Les qualités de La grande peur dans la montagne

Claudio Tonetti, excellent artisan du petit écran, a su maîtriser des opérations aussi différentes qu’un Instit’ ou des Simenon, entre autres. Sûr de lui, il sait conduire ses acteurs pour obtenir d’eux des compositions de personnages crédibles. Jean-Luc Bideau donne une réelle force inquiétante à son Barthélémy marqué par le passé et qui ne peut donc rassurer ses nouveaux compagnons autant qu’il le voudrait ou le faudrait. Il est bien meilleur dans ce rôle à costume que dans le récent et puissant navet de Jean-Jacques Annaud, Sa majesté Minor ! Inutile de citer tout le monde, dans l’ensemble plutôt bons. Faisons exception pour Jean-Luc Barbezat, inattendu dans le rôle presque muet du Clou, personnage demeuré pas vraiment idiot du village au comportement étrange avec sa lenteur inquiétante lors de ses mystérieuses échappées.

Mais, Ramuz, c’est plus et autre chose qu’un bon mélodrame montagnard. C’est un affrontement puissant entre les hommes fragiles, aptes à se livrer à des confrontations sévères entre eux et la nature aux mouvements étranges et inquiétants. Que sont ces bruits mystérieux, des pas sur le toit d’un chalet, attribués au Diable ? Encore un lointain souvenir : Ramuz évitait-il d’écrire « Diable » pour le remplacer par « Il » qu’on pouvait alors aussi ressentir comme le Dieu punisseur de l’ancien Testament!

Tourner en Valais dans les Alpes, c’est forcément rencontrer ces formidables paysages de rochers gris, les forces inquiétantes des pentes, les menaces des nuages sombres. Les images se devaient d’être agressives. Elles le sont, entre autres exemples : cette croix qui fait une chute lors de la procession initiale, du reste un peu mal amenée au montage, cette autre croix brûlée près du chalet de l’estivage, cette bête comme sacrifiée au sommet d’une bosse du terrain soulignent des moments d’une mise en scène efficace.

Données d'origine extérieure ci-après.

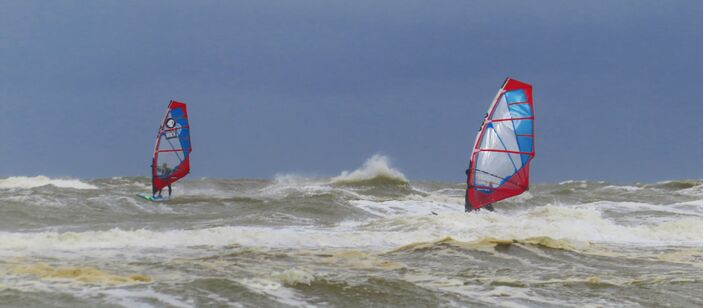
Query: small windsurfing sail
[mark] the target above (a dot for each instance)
(500, 161)
(172, 150)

La grande peur dans la montagne, dans son évident classicisme formel, est un bon téléfilm dit de prestige.

La langue de Ramuz et sa sonorité

Autre souvenir : la phrase de Ramuz, qui pouvait parfois passer pour un défi grammatical, donne l’impression d`être composée de sons. Il n’est même pas nécessaire de l’imaginer lue à haute voix pour y entendre une sonorité qui racle, grince, surprend et agresse l’oreille. La langue de Ramuz apparaît comme une sorte de composition musicale aux variations multiples qui souvent contribue à créer l’inquiétude ou la peur.

Ramuz écrivait donc des textes « sonores », qui « racontent » des pas mystérieux, des râles de bêtes blessés, d’un vent qui annonce la tempête, d’orages qui éclatent. La nature qui va agresser, blesser, pousser les hommes aux conflits, aux dérapages, est frémissante de tels bruits.

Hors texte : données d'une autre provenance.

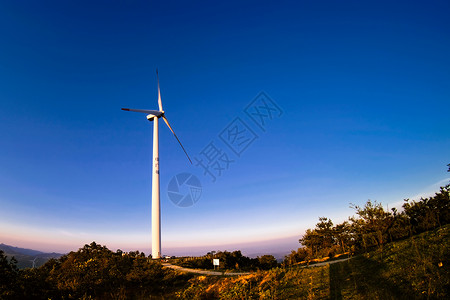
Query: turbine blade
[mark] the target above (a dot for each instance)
(170, 127)
(146, 111)
(159, 92)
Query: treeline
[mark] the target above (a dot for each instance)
(93, 272)
(231, 261)
(373, 227)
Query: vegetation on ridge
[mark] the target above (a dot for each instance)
(398, 255)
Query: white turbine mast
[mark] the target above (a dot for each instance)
(154, 115)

La sonorisation du téléfilm n’est pas à la hauteur de la langue sonore de l’écrivain. Les pas sur le toit, le souffle du vent, les craquements du glacier, la souffrance des bêtes, la présence des rapaces sont faits de sons qui se ressemblent de jour comme de nuit, dès les premières journées comme au cours des suivantes. Comme si la seule différence perceptible entre eux tenait au nombre de décibels, sentiment encore accentué par une musique qui glisse vers l’emphatique.

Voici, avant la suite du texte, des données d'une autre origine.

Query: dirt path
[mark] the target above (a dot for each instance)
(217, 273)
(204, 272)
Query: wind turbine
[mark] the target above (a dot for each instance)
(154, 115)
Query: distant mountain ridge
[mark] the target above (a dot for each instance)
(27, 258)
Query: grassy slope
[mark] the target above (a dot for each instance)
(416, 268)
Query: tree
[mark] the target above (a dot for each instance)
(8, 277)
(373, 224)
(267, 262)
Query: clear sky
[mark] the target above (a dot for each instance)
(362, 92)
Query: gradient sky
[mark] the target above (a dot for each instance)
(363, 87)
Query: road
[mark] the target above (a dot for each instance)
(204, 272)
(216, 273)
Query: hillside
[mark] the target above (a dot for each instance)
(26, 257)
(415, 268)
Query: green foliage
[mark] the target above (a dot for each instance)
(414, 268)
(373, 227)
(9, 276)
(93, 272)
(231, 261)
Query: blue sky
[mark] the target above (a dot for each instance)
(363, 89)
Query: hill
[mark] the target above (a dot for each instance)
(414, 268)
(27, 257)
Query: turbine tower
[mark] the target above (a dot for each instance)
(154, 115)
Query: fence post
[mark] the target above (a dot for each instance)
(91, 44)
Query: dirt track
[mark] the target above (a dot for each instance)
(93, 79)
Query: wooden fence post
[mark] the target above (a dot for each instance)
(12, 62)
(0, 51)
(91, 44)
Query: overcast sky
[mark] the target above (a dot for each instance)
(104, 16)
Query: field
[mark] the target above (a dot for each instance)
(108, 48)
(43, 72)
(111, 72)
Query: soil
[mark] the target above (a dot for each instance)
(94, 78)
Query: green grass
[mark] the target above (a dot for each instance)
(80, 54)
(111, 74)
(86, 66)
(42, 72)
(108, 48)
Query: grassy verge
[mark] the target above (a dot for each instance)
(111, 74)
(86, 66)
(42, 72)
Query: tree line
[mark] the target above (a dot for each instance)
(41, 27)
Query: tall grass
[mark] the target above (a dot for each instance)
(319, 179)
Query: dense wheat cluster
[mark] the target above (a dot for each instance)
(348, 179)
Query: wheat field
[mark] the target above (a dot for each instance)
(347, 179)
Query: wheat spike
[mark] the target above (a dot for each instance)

Mais ce sentiment d’insuffisance de nuances mériterait vérification. La bande sonore ne semble donc pas être au niveau du jeu des acteurs, de la mise en scène de leurs mouvements, de l’âpreté du sujet, du bon rythme du montage. C’est un peu comme si s’était perdue en route une partie du style de Ramuz, la dimension « musicale » de sa langue.